The H.E.S.S. telescopes

      H.E.S.S. is a system of Cherenkov Telescopes located in the Khomas Highland in Namibia. It is targeted at the observation of very high energy gamma rays (>100 GeV) produced in violent processes in the universe. Being in the southern hemisphere, H.E.S.S. is very well located for observations of gamma-ray sources within our galaxy, the Milky Way (see image). The H.E.S.S. group in Zeuthen is working on pulsar wind nebulae, the Magellanic Clouds, stellar bow shocks and the search for time-variable gamma-ray outbursts.

      The H.E.S.S. experiment has been operational with four 12-meter telescopes since 2003 and has opened a new window to the universe.
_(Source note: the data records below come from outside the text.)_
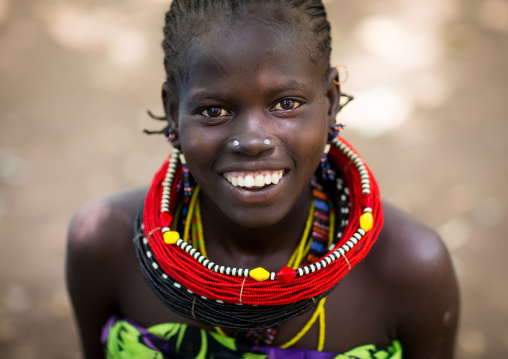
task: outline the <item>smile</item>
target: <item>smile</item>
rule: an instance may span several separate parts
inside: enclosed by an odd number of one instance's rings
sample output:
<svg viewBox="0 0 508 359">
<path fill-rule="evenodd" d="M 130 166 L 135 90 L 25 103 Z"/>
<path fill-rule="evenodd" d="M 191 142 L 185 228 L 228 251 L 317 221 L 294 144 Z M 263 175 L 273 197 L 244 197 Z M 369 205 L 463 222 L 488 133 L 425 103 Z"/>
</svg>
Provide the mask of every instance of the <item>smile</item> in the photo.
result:
<svg viewBox="0 0 508 359">
<path fill-rule="evenodd" d="M 256 171 L 256 172 L 226 172 L 224 177 L 235 187 L 259 189 L 271 184 L 277 184 L 282 178 L 284 170 Z"/>
</svg>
Besides Milky Way sources, it has a rich and wide physics program, covering also outbursts in very distant galaxies and fundamental physics questions related to dark matter and Lorentz invariance effects as predicted by loop quantum gravity.

      In 2012, a fifth telescope was inaugurated. With its diameter of 28 meters, it is the biggest of its kind worldwide. The group in Zeuthen has contributed strongly to the data acquisition and analysis tools for this new telescope. In 2015/16, the cameras of the four old 12-meter telescopes were modernised. Coordinated by DESY, the upgrade replaced the camera electronics, ventilation and pneumatic systems. It was built and deployed in collaboration with other institutes and local partners in Namibia.